結論:食べ過ぎればアタるが、間違いなく美味。
(※編注:当記事はベニテングダケの食用をうながすものではありません。)


■フグ肝の刺身は食べられる?

 フグには様々な種類があり、食べられる部位も違ってきますが、たいてい卵巣と肝臓はNG。猛毒テトロドトシキンによって神経が麻痺し、最悪死んでしまいます。

 ……の筈なのですが、石川県には「フグの卵巣の糠漬け」なる名産品もあります。卵巣を1年塩漬けした後、さらに1年糠に漬けると、発酵によって卵巣の毒が分解されるのだとか。しかし、どういう仕組みで毒抜きされるか完全には解明されていないため、昔ながらの製法を守るしかない、という珍しい食品です。

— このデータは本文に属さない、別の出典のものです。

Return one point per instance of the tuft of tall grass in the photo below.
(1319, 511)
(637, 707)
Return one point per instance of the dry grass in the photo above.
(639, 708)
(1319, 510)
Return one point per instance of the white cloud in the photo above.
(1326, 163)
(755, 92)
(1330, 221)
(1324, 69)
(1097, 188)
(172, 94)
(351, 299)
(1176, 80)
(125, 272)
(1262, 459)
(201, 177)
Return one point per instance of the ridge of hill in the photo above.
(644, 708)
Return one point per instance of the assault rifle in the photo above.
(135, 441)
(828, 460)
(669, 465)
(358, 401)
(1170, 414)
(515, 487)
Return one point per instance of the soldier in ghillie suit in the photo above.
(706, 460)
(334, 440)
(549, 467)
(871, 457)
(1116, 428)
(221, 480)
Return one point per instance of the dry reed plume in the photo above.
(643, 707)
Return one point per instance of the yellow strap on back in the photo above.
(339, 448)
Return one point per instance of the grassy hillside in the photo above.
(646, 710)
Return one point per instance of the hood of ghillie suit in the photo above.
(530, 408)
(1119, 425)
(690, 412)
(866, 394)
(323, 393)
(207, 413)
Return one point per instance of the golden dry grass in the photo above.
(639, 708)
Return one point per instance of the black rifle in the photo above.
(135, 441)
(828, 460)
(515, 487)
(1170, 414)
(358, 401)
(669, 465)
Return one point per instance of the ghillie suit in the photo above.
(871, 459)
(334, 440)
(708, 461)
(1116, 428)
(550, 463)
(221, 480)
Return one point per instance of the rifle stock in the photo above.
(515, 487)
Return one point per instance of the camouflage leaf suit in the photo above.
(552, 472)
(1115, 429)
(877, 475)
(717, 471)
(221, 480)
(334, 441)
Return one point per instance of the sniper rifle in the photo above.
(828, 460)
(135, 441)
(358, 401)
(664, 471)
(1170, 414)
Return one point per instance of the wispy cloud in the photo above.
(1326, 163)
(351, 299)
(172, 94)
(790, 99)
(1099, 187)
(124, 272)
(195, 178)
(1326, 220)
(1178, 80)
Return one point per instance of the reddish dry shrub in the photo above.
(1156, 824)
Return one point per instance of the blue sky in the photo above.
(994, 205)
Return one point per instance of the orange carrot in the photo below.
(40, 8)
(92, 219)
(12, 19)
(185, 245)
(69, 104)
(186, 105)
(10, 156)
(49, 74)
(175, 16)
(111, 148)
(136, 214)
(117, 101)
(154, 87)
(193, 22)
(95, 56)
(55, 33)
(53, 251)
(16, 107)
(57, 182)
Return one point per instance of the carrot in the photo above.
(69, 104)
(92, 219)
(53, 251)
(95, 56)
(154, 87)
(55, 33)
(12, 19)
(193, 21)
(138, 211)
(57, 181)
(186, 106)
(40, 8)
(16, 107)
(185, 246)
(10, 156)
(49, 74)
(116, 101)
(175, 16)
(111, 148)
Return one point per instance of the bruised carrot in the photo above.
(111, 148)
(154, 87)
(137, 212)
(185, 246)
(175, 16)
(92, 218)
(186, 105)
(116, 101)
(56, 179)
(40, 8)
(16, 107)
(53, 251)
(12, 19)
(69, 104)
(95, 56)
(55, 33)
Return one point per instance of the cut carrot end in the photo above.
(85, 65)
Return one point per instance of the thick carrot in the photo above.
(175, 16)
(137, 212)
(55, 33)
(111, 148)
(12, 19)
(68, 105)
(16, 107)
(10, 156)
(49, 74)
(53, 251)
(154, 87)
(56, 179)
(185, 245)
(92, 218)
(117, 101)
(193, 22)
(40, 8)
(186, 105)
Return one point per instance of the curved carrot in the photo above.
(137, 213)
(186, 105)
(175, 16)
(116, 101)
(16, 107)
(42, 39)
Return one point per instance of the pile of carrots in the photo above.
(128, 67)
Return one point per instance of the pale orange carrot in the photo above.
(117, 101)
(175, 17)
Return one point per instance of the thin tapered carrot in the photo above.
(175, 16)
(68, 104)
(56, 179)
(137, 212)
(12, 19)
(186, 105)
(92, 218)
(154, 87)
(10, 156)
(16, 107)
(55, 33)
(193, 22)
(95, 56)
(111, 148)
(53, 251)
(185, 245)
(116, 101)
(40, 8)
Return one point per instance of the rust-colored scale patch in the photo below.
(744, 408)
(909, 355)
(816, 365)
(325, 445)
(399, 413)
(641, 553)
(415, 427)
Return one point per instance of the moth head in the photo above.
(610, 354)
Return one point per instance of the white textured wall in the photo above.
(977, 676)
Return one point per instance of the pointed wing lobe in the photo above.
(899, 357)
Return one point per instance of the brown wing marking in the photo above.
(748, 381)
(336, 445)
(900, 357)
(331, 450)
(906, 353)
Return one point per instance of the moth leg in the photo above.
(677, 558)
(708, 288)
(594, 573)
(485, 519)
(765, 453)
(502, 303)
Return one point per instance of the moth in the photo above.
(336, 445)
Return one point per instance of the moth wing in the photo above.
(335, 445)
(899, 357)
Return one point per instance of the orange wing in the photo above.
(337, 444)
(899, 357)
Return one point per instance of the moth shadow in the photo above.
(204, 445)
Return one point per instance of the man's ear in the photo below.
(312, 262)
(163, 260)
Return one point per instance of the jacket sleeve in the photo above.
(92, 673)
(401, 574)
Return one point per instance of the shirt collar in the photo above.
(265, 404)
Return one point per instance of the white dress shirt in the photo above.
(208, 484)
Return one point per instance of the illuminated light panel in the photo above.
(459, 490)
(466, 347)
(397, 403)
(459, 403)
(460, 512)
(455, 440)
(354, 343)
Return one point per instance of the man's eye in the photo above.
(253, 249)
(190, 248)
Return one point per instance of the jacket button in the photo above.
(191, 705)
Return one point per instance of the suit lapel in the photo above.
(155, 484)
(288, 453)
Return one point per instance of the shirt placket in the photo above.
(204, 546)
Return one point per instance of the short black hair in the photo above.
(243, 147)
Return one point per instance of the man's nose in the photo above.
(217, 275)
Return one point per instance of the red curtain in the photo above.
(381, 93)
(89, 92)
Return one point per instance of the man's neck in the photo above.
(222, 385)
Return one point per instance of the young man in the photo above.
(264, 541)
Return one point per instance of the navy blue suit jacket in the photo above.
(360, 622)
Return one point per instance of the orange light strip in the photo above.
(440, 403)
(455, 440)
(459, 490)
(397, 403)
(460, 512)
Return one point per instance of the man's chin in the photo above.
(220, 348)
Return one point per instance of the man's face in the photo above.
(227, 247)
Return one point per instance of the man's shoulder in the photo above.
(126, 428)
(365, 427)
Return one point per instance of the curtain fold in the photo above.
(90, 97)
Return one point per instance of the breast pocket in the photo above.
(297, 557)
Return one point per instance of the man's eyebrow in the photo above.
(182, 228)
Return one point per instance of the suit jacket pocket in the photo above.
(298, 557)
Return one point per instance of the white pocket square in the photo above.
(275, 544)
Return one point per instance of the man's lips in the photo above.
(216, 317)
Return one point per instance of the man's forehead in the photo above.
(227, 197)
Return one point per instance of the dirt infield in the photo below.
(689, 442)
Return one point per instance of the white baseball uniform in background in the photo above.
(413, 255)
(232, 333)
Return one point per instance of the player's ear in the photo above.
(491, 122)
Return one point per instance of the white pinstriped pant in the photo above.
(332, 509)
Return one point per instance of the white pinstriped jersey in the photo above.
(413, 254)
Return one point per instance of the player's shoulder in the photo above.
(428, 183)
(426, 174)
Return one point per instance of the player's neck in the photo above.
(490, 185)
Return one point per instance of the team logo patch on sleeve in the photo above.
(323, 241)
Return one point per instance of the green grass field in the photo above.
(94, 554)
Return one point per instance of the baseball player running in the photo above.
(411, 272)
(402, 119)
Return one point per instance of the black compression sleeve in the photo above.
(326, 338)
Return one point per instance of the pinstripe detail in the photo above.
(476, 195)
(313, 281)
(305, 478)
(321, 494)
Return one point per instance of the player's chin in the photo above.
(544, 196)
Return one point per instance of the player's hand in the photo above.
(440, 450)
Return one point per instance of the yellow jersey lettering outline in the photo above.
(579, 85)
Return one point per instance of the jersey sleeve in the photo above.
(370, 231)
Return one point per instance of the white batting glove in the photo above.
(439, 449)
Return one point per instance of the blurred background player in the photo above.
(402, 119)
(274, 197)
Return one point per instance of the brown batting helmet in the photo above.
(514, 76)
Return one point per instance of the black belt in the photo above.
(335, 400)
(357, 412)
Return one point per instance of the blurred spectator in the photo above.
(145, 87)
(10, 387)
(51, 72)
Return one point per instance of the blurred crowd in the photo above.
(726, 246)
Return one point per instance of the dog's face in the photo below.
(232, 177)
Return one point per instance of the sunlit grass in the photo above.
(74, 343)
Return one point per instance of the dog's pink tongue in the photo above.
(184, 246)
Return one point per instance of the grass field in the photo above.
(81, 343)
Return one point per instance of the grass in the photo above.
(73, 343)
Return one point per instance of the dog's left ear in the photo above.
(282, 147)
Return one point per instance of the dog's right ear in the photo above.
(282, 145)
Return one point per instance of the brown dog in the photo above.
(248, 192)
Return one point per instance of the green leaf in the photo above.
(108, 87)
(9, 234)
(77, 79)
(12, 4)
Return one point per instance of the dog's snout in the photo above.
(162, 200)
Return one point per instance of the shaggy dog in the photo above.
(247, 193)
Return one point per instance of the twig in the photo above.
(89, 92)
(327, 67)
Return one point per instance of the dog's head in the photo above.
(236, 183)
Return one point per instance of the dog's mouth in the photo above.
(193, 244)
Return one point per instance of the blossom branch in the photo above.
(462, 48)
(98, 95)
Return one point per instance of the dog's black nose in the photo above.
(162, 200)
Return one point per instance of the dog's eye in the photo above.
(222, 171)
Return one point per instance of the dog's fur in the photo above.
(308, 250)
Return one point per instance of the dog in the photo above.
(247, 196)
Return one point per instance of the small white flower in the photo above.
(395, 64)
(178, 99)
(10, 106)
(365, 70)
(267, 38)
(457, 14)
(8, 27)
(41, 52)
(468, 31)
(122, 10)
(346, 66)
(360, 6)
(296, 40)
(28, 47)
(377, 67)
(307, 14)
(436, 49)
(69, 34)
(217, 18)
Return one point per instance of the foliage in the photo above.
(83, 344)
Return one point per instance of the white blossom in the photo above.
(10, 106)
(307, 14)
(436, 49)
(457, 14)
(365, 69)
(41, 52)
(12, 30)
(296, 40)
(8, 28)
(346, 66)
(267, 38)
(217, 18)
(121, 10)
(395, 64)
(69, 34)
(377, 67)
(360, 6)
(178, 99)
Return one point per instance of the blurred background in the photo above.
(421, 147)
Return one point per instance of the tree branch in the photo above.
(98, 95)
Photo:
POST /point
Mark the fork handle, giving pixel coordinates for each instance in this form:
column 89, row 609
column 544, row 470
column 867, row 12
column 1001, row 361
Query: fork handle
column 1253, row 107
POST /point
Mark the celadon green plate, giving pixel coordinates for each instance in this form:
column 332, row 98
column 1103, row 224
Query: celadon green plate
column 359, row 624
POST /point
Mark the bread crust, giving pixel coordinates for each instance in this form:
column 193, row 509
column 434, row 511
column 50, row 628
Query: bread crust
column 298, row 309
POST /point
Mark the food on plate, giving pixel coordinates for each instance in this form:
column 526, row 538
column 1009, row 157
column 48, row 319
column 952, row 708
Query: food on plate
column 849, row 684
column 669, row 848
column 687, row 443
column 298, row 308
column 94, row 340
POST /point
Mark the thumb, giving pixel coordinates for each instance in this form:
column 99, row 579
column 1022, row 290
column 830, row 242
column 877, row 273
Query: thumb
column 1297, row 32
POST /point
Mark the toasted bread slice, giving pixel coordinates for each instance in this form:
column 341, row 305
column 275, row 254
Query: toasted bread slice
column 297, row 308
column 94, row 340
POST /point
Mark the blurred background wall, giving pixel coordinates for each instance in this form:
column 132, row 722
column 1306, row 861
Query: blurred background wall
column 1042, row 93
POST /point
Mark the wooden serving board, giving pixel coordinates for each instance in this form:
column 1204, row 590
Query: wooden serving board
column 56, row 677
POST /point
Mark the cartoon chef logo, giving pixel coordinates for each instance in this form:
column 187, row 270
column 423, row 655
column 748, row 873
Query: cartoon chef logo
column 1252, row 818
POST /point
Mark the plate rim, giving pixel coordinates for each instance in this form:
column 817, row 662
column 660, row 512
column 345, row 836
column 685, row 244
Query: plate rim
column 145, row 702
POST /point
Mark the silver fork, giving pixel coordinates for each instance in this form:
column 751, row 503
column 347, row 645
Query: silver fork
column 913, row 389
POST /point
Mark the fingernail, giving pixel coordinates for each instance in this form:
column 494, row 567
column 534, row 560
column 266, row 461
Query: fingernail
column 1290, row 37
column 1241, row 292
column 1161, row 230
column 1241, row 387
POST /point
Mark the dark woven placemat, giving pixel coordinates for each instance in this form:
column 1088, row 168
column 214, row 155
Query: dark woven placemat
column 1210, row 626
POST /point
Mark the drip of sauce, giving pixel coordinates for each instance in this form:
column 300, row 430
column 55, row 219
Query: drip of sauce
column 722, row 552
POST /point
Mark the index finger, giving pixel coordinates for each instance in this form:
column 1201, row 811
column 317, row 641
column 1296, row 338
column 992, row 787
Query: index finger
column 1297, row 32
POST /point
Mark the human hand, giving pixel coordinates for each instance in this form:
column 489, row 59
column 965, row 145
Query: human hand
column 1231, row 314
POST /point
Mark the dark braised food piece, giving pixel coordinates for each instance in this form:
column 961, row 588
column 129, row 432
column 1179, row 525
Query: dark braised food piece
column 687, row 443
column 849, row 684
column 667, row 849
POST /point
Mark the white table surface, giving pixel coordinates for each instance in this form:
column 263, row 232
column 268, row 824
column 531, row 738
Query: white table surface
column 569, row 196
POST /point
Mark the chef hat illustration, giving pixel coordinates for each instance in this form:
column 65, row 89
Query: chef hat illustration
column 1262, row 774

 また、僕自身も浜名湖辺りの店で、「フグの肝入り鍋」を食べたことがあります。裏メニューでもなんでもなく、ランチメニューの黒板に堂々と書いてあったので、思わず注文してしまったのです。おそらくヨリトフグかと思いますが、「ここでは肝も皮も普通に食べますよ」と店員さんが言っていました。無毒とされる種類でも肝臓は提供しちゃいけなかった気がするけど……。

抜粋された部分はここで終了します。